Once I had devised a standard mechanism, I just had to repeat it for the other three boxes.

Eventually the four mechanisms for each box would have a head attached directly over the rotating cam, so that rotating the head would lock and unlock the box.

These mechanisms got better each time. For example, the cam and levers work more smoothly if the lever arms are curved concavely on the cam-facing side.

By using a smaller cam, there was also room to add additional elastic at both ends of the scissor action. This meant a the bolts were re-opened more smoothly when the cam returned to the open position.

Closed, with stretched elastic and cam off-centre...

Open with cam centred and elastic relaxed having pulled the bolts open again...

You can see the action more easily with the lid out of the box.

Open with the cam centred...

Closed with it rotated off-centred...



I don't have shots of this, but once the mechanisms were built, the heads were screwed onto the cams with the bolt sticking down into the box.

Adding audio to the opening mechanism...

Having a bespoke hand-carved caricature of yourself as the opening handle on your christmas gift box is OK, but what if it could spout inappropriate obscenities at you too. Now that would be cool.

This was a stupid throwaway thought that had flashed across my mind fleetingly while pondering different ideas. I imagined it would be way too hard to achieve.

However, taking a punt on a casual perusal of the Interweb, googled upon Talking Cubes. These little babies are self-contained white cubes that allow you to record up to 20 seconds of audio using a built-in mike and then play it back using a simple push button - genius!

(in fact they are even cleverer than that as they also have audio line-in for transferring prepared audio tracks and electronic activation inputs for automating the playback )

Shout out to them. They are also very reasonably priced:

Here is one next to one of the heads

It's 35mm on each side (an inch and a third or so)

By positioning the cube near to the cam, it was possible to get the button pressed when the head was rotated to the open position. This instantly added the ridiculous expletive-ridden audio I'd dreamed up - result!
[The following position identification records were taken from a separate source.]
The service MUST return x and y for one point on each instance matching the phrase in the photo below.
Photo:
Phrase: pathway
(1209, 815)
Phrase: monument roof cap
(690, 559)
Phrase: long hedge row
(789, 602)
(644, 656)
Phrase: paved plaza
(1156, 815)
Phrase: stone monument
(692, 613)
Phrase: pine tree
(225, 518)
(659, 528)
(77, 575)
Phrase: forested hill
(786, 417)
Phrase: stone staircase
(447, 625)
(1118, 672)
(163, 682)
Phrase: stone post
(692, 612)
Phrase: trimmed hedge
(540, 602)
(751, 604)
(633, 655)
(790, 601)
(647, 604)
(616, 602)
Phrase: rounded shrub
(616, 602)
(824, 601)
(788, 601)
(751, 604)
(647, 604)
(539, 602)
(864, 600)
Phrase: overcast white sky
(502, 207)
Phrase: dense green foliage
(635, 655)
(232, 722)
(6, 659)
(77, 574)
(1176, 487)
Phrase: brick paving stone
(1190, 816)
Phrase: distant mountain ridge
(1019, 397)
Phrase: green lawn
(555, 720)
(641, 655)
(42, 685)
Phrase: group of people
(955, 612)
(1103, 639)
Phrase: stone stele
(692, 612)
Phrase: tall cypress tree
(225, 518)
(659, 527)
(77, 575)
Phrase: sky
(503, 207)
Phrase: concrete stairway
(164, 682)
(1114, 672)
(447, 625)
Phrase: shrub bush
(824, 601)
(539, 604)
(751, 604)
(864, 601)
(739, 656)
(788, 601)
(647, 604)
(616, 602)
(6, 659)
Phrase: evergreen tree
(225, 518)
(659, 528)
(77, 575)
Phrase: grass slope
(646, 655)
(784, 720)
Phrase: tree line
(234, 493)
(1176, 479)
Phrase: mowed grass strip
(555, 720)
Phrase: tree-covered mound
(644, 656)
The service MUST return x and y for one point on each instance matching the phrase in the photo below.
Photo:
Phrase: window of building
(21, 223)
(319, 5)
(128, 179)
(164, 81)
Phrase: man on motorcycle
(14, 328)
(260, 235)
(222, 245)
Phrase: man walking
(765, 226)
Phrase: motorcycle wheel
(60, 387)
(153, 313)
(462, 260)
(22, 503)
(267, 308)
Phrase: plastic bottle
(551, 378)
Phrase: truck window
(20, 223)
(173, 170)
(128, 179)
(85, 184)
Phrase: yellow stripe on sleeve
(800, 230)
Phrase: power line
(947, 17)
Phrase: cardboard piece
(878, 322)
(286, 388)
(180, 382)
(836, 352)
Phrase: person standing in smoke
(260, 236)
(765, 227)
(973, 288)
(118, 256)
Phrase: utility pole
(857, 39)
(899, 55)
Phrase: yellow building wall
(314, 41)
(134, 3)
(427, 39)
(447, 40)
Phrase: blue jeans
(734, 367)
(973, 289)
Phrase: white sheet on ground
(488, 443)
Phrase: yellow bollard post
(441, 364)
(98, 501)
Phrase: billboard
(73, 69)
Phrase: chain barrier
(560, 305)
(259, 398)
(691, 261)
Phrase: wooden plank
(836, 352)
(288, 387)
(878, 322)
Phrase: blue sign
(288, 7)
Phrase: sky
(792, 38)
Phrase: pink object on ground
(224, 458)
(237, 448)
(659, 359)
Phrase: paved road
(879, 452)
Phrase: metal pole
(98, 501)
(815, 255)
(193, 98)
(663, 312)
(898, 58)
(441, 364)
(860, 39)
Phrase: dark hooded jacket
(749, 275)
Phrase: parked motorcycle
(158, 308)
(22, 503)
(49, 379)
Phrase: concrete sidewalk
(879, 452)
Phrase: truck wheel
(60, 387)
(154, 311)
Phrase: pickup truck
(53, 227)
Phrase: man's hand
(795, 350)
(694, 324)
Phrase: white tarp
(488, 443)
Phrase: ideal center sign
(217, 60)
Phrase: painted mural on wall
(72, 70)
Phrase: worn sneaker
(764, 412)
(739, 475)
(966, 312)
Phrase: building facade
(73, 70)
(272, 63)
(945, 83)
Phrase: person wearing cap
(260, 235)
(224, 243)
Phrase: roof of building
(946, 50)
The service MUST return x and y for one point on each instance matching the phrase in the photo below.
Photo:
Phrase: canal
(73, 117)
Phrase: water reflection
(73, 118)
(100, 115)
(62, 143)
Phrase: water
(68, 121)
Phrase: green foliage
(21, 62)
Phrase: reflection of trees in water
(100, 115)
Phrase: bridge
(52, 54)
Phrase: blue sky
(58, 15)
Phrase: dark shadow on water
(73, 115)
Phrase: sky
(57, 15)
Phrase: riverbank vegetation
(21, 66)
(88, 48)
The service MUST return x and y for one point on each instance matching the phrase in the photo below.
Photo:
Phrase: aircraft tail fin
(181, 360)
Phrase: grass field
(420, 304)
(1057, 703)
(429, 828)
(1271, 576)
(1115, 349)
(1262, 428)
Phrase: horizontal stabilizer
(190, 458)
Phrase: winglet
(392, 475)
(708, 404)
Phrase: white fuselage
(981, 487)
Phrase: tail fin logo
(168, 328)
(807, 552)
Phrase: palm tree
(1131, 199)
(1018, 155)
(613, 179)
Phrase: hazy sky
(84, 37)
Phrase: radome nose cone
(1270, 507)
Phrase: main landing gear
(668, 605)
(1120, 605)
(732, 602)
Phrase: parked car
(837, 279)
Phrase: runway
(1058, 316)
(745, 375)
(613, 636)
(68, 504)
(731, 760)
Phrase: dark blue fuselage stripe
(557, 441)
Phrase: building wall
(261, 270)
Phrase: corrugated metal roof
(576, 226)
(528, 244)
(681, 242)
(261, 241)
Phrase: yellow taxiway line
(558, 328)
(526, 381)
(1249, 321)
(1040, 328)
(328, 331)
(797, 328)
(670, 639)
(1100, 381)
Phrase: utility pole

Like the opening cam mechanism, the first version on one box was bettered on subsequent boxes.
Adding in the audio using the Talking Cube was crude and difficult with the physical button-pressing method. This later version used the Talking Cube's excellent electronic trigger inputs to make this much more reliable. A simple metal-to-metal contact makes the audio play. This is much more reliable than needing a button to be pressed.

Here also you can see the housing that was built up on the lid to contain the lever mechanism. This was all hidden in the final version, by the decorative wooden face attached on top of this.

In other words, the box lids seen so far were not the final aesthetic layer. This was a an oak plank. The locking mechanism with its bolts, cam and levers was sandwiched between the plywood box door and the upper oak face plank.

To provide a casing for the audio hardware, an extra raised plank was added to provide the necessary volume to contain it.

This was repeated for the other boxes...


The boxes were more or less complete, but a little dowdy. To make them more plinth-like, Some decorative architrave was added to the base.

This was oak strips, cut off a plank and given a profile with an ogee bit in the router.

In close-up...

And another...

And another...

Finally., as well as adding architrave, the boxes were made golden with a combination of lacquer and decorative bronze powder. The boxes were sprayed with acrylic lacquer before being flicked with bronze effect powder. This was repeated several times to build up a gilded look.



Well bronzed...


From this angle, there is an Easter Island vibe going on

Priming the charge with gunpowder

Not shown here was that each head was coverted into a cannon by drilling a vertical barrel into its top using a 14mm drill bit. This would be used to charge the head with gunpowder, reclaimed from cheap fireworks.

A separate fuse channel was also drilled from the mouth of each head with a 1.5mm bit, to fit in the fuse wire.

In this shot, you can see the barrel being primed with gunpowder and the fuse in place in the mouth of the carved head, ready to be lit.